Complications After Deep Inferior Epigastric Perforator Flap Breast Reconstruction for Nipple-Sparing Mastectomy: A Series of 380 Flaps.
Academic Article
Overview
abstract
BACKGROUND: Nipple-sparing mastectomy (NSMs) and the deep inferior epigastric perforator (DIEP) flap for breast reconstruction represent the latest evolutions of breast and reconstructive surgery, with resemblance to the aesthetics and feel of the natural breast without needing additional nipple reconstruction or tattooing. Despite clinical adoption of these advances, current literature of autologous reconstruction after NSM remains limited. Herein, we classify the incidence and predictors for the most common complications in patients undergoing NSM and DIEP flap reconstruction over a 10-year period. METHODS: This is a retrospective review of all patients receiving uni- or bilateral NSMs with DIEP flap breast reconstruction by the senior author between July 2013 and November 2022. Complications included flap issues, infection, hematoma, and wound healing problems within 90 days. RESULTS: Two hundred fourteen patients had post-NSM DIEP reconstruction for 380 breasts.
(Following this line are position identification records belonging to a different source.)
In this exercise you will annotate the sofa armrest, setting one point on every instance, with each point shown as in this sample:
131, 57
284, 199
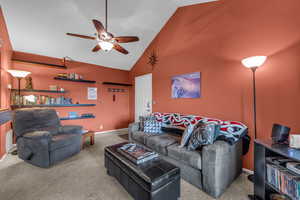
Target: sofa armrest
70, 129
37, 135
221, 164
133, 127
33, 147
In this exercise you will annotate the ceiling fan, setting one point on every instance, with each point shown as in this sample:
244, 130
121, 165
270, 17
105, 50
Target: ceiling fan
106, 40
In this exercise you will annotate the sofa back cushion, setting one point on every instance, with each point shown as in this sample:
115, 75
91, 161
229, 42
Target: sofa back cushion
28, 120
229, 130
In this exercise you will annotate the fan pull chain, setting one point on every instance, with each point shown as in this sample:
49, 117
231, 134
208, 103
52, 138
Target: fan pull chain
106, 10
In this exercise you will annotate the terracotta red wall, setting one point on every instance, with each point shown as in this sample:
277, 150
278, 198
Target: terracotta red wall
213, 38
112, 115
6, 53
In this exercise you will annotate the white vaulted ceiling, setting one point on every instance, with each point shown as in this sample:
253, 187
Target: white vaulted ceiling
40, 26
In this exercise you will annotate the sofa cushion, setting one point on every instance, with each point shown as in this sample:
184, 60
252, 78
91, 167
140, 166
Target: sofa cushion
139, 136
63, 140
191, 158
159, 143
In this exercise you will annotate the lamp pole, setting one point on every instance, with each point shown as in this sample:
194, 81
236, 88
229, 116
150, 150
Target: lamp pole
253, 69
19, 90
253, 63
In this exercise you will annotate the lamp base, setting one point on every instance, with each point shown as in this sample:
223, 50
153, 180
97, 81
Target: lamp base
14, 152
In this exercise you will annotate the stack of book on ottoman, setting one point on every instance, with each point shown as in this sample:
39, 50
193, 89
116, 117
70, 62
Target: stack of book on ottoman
137, 153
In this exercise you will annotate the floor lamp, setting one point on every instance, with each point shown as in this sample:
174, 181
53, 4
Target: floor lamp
19, 75
254, 63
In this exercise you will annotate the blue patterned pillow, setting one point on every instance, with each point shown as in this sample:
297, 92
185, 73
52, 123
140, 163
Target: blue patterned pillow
152, 126
204, 134
142, 120
186, 135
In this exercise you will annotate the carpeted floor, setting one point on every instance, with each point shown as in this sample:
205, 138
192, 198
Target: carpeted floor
83, 177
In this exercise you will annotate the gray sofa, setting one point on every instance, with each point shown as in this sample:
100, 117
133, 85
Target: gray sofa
41, 139
212, 169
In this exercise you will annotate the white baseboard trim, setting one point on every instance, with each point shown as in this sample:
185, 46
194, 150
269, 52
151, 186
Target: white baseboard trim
3, 157
112, 131
248, 171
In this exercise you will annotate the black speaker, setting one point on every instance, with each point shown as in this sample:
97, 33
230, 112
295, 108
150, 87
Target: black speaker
280, 133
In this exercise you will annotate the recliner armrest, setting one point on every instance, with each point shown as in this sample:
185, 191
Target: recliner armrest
70, 129
37, 135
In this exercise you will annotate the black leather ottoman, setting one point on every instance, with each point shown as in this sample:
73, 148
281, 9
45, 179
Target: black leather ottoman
153, 180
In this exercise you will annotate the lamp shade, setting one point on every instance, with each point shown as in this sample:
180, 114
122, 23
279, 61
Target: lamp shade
106, 46
18, 73
254, 61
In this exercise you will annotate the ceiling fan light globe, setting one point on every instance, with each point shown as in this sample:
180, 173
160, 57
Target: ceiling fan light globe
106, 46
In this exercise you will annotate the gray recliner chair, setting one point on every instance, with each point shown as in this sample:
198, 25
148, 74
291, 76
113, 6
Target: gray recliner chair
41, 139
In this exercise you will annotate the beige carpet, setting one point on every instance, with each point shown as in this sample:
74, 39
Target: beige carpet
83, 177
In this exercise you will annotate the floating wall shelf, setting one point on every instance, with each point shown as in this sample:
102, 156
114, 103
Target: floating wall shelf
74, 118
51, 105
120, 84
40, 63
46, 91
74, 80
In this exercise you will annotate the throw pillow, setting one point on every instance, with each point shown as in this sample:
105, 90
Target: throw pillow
172, 129
204, 134
142, 119
186, 135
152, 127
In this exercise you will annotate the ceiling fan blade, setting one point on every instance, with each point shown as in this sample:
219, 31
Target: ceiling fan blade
99, 26
125, 39
120, 49
96, 48
81, 36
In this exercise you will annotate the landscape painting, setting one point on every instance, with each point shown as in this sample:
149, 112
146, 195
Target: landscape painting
186, 86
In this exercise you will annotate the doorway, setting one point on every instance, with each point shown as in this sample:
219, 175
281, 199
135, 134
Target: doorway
143, 96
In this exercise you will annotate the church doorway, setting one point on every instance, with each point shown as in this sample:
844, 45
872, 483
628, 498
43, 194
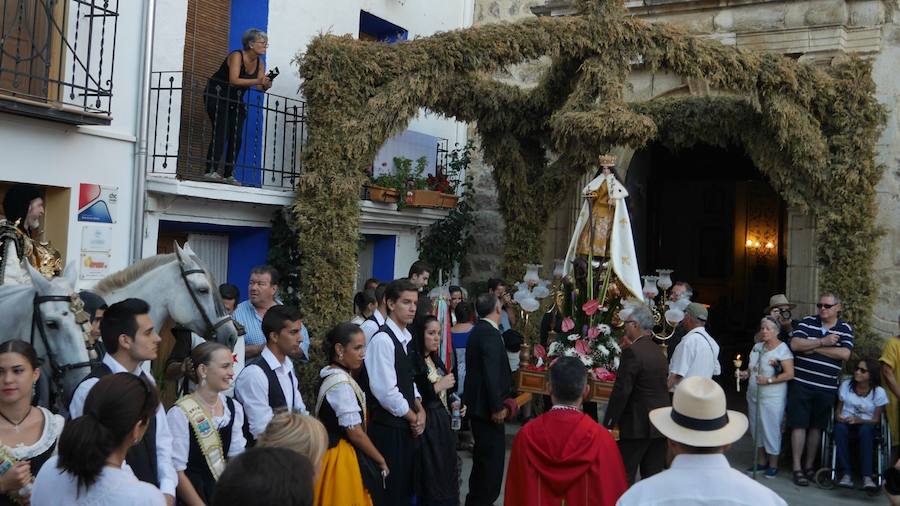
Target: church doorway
711, 216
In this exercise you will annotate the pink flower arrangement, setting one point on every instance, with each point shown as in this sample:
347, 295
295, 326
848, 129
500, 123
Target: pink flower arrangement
539, 352
590, 307
603, 374
582, 348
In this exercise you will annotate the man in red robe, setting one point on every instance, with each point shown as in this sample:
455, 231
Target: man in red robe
563, 457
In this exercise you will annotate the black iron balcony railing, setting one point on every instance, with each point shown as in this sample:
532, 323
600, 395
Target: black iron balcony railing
207, 131
57, 58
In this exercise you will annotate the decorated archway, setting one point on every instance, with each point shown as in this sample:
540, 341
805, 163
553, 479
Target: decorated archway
811, 130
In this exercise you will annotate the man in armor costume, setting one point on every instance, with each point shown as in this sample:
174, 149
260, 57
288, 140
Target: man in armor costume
21, 236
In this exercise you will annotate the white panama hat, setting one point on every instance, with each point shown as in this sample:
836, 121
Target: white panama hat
698, 416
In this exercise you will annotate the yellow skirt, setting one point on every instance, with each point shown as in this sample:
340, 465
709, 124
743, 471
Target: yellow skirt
340, 482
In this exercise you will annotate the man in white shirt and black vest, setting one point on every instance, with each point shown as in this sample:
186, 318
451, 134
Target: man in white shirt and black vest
269, 383
397, 418
129, 338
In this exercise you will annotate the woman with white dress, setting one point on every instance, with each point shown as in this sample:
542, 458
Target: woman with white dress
771, 366
90, 467
28, 434
200, 449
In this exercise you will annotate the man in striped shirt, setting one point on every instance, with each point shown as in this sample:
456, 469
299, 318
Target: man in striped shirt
820, 344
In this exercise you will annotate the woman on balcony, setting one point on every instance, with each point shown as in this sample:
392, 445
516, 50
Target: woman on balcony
224, 98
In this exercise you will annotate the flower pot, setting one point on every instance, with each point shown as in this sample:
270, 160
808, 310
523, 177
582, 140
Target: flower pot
448, 200
382, 194
423, 198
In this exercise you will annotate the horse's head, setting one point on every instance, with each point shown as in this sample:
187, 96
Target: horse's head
57, 331
197, 304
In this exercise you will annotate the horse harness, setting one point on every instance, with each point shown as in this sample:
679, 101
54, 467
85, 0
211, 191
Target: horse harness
37, 322
211, 328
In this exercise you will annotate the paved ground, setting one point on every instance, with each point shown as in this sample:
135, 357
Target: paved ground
741, 457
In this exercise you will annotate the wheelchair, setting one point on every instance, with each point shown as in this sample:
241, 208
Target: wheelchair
826, 476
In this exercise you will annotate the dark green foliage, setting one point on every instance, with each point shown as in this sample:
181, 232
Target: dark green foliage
445, 243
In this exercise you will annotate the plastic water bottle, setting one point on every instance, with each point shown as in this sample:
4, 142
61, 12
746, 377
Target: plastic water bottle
455, 415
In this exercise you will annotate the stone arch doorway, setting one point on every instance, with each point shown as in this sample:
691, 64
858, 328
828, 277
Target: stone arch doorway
709, 214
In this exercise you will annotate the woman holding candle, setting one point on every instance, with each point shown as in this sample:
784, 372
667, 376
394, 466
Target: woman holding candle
770, 367
440, 484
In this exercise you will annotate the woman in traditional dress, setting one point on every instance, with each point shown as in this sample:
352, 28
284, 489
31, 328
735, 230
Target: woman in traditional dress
205, 425
353, 470
28, 433
439, 481
90, 466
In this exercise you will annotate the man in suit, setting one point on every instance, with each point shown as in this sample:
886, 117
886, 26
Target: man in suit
487, 388
640, 388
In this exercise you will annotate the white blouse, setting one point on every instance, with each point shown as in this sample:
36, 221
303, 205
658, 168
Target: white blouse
53, 425
861, 407
181, 432
342, 399
114, 487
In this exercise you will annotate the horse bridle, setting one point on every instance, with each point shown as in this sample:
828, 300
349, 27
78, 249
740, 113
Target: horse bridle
37, 322
211, 328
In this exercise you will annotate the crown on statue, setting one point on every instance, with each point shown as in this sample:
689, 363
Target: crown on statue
607, 160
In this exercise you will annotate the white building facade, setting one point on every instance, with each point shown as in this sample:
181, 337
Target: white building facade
71, 81
231, 223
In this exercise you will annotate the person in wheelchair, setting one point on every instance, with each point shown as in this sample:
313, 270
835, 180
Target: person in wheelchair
860, 403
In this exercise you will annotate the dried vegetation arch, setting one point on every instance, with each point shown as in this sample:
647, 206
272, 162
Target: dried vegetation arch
812, 130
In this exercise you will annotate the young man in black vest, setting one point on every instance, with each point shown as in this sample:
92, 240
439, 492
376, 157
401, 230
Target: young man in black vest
269, 383
486, 391
129, 338
397, 417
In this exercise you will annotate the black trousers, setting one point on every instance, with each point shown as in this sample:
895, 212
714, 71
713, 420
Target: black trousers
227, 116
487, 462
398, 447
648, 455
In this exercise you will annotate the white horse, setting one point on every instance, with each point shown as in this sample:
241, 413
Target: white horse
49, 315
177, 286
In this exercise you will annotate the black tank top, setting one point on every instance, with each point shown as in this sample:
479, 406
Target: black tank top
219, 84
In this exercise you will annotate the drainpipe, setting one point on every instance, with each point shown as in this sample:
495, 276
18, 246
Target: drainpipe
135, 250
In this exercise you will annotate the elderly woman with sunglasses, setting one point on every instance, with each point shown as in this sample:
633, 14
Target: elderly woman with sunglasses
860, 403
770, 367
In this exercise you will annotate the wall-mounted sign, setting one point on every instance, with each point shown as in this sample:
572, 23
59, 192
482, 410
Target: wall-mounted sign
97, 203
94, 265
96, 238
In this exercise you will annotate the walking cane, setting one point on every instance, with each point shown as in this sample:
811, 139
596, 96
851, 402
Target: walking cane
756, 416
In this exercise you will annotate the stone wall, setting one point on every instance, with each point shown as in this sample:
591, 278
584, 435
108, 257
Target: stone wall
816, 30
484, 258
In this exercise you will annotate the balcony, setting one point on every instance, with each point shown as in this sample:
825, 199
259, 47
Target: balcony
197, 128
57, 58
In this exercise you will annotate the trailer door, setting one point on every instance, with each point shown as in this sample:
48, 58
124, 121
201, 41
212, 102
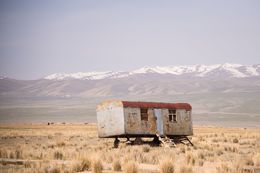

The average age at reconstruction was 49.98 (SD 10.0). Sixteen (4.2%) flaps required a reoperation during the same admission: 13 were due to a hematoma, 2 were due to flap thrombosis, and 1 was due to venous congestion. No flaps were lost. On multivariate analysis, body mass index > 25 kg/m2 and tobacco use were associated with breast and abdominal complications. Delayed-immediate reconstruction was protective against breast complications (odds ratio 0.16, P = 0.001). CONCLUSION: In our series of 380 DIEP flaps after NSM, we present a major donor site complication rate of 5.9% and a major recipient site complication rate of 16.3%. Body mass index and tobacco use are associated with breast and abdominal complications. Delayed-immediate reconstruction has a protective effect on breast complications.